Act, or regulations promulgated thereunder. As one of the means by which the Congress sought to further the objects of the United States Warehouse Act, and at the same time not make unreasonable requirements of a contract market, Section 5a(7) required such contract market to accept receipts from warehouses licensed under the United States Warehouse Act in satisfaction of any futures contract made on or subject to the rules of such contract market. It provided, however, that such warehouse receipt 'shall be for the kind, quality, and quantity of commodity specified in such contract', and further provided that the warehouse in which the commodity is stored 'meet such reasonable requirements as may be imposed by such contract market on other warehouses as to location, accessibility, and suitability for warehousing and delivery purposes.' (Emphasis supplied.)
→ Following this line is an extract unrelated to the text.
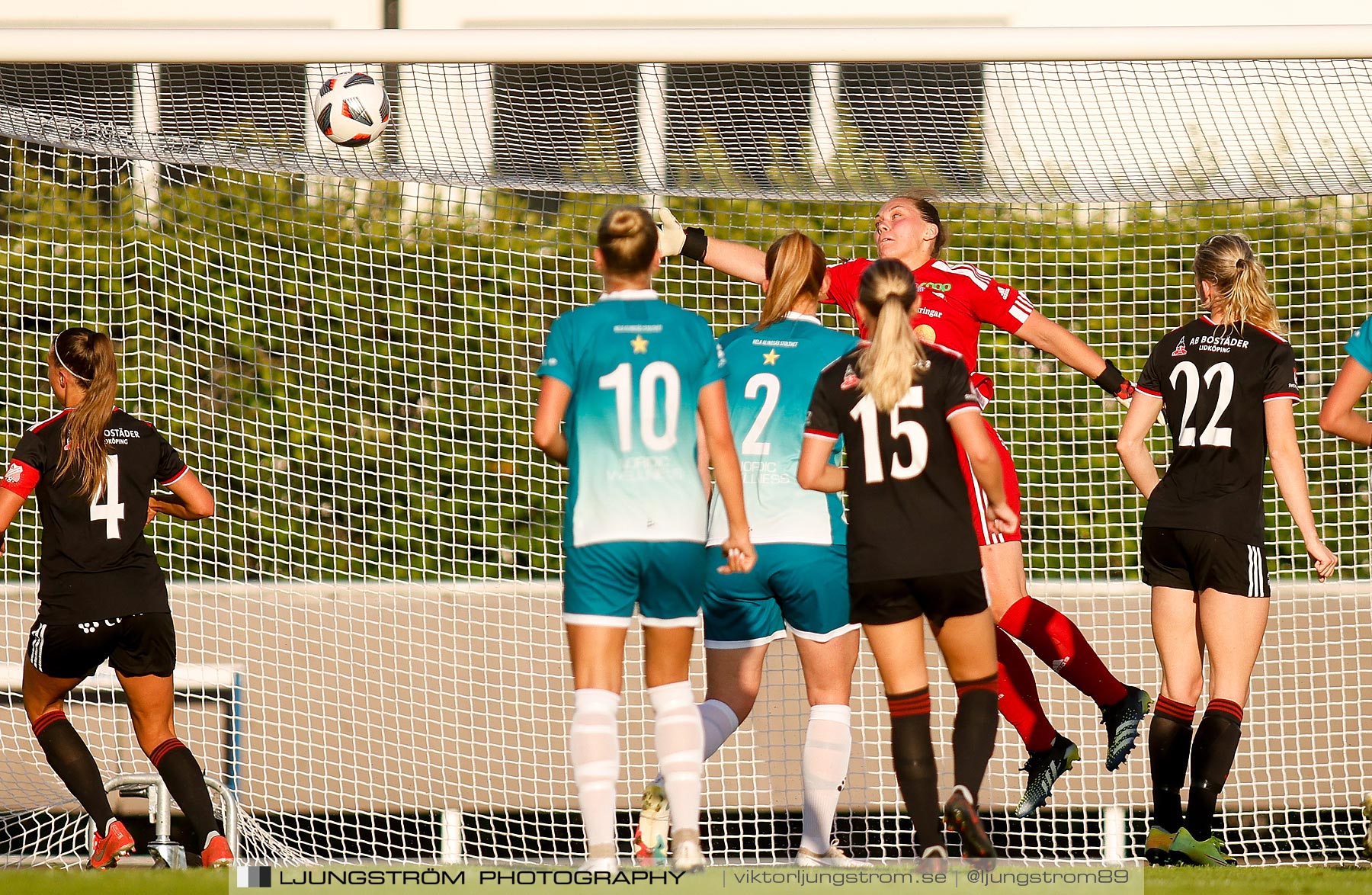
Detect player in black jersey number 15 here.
[796,259,1019,871]
[1118,235,1339,865]
[0,328,233,869]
Unquestionably this proviso gave to the contract market the right to impose such reasonable requirements with respect to location, accessibility and suitability for warehousing and delivery purposes of the federally licensed warehouse, which otherwise the contract market would not have the right to impose. One cannot read the discussions in the Hearings before the Committee on Agriculture and Forestry of the United States Senate, 74th Congress, 2d Session, on H.R. 6772, with reference to the proposed section, and also what was said on the floor of the Senate when it was adopted, without coming to the conclusion that there was no intention whatsoever to impair the principle of exclusive control by the federal authority of the operation of federally licensed warehouses. In the light of the controversy that had aroused bitter and widespread conflict of views, it is simply inconceivable that, by the use of the term that the 'warehouse' meet 'reasonable requirements * * * as to * * * suitability for warehousing and delivery purposes' in the context where every other expression has to do only with the physical commodity named in the receipt and obviously the physical situation of the warehouse as to 'location' and 'accessibility,' the Congress intended to hand back any control over the warehousemen or the operation of the warehouses, and thus establish a duality of control which the Congress had expressly abolished. Precisely what was obviously meant what that a reasonable requirement could be made respecting the facilities and equipment of the warehouse to unload, store and deliver the commodity, such as Regulation No. 1626 of the Chicago Board of Trade referred to in Note 3, at pages 252 and 253 of 331 U.S. and page 1163 of 67 S. Ct., in Rice v. Chicago Board of Trade, supra, that the warehouses must be 'provided with modern improvements and appliances for the convenient and expeditious receiving, handling, and shipping of grain in bulk.' That this was the accepted intention of the Congress is clearly inferable from the Report of the Federal Trade Commission on the Economic Effects of Grain Exchange Actions Affecting Futures Trading During the First Six Months of 1946, and issued February 4, 1947, prepared at the request of and submitted to the Committee on Agriculture and Forestry, in which it is stated on page 10:
'Neither does the Commodity Exchange Act relate the administration of the Warehouse Act to exchange operations except to make receipts of federally licensed warehouses tenderable on futures contracts provided such receipts are for the kind, quality and quantity specified in futures contracts, and the warehouse itself meets the physical requirements as to location, accessibility, and suitability for warehousing and delivery set up by the exchange for regular warehouses. (Emphasis supplied.)
Doubtless no agency of the federal government has had more familiarity with the legislation on this subject than the Federal Trade Commission, which has made numerous investigations and reports in this field at the direction of and for the Committees of the Congress.
To give the interpretation which the Commission did to the expression used in the proviso would subject a federally licensed warehouseman to plenary control by the contract market so long as such controls were deemed reasonable, non-discriminatory, and not in conflict with regulations promulgated by the Secretary of Agriculture. That would be obviously contrary to the intent and language of the United States Warehouse Act, and such meaning is not lightly to be attributed to an expression of the Congress in the Commodity Exchange Act when, if such had been the intention, Congress surely could and would have used unmistakable language to that effect.
It is hardly to be doubted that certain of the challenged regulations of the Chicago Board of Trade are reasonable and desirable, particularly that one dealing with live transit billing, but, if such regulations are reasonable and desirable, the plaintiff can easily be made subject to them if promulgated and adopted by the Secretary of Agriculture. Indeed this was the action apparently sought originally by the Chicago Board of Trade. But equally clearly a regulation which requires the plaintiff to make application to the Chicago Board of Trade for a determination of 'regularity,' which binds the plaintiff as applicant to agree to conform to rules and regulations of the Chicago Board of Trade is neither reasonable nor in conformity with the intention of the Congress as expressed either in the United States Warehouse Act or the Commodity Exchange Act.
In overruling the motion to dismiss the complaint, filed by the defendants herein, on the ground that said complaint did not state a cause of action, this Court must necessarily have reached substantially the same conclusions herein expressed; otherwise the complaint would not have stated a cause of action.
My conclusion is that the decision of the Commission is not in accordance with law and must be vacated. Motion of the plaintiff for summary judgment is granted. Counsel will prepare and submit an appropriate order to carry this decision into effect.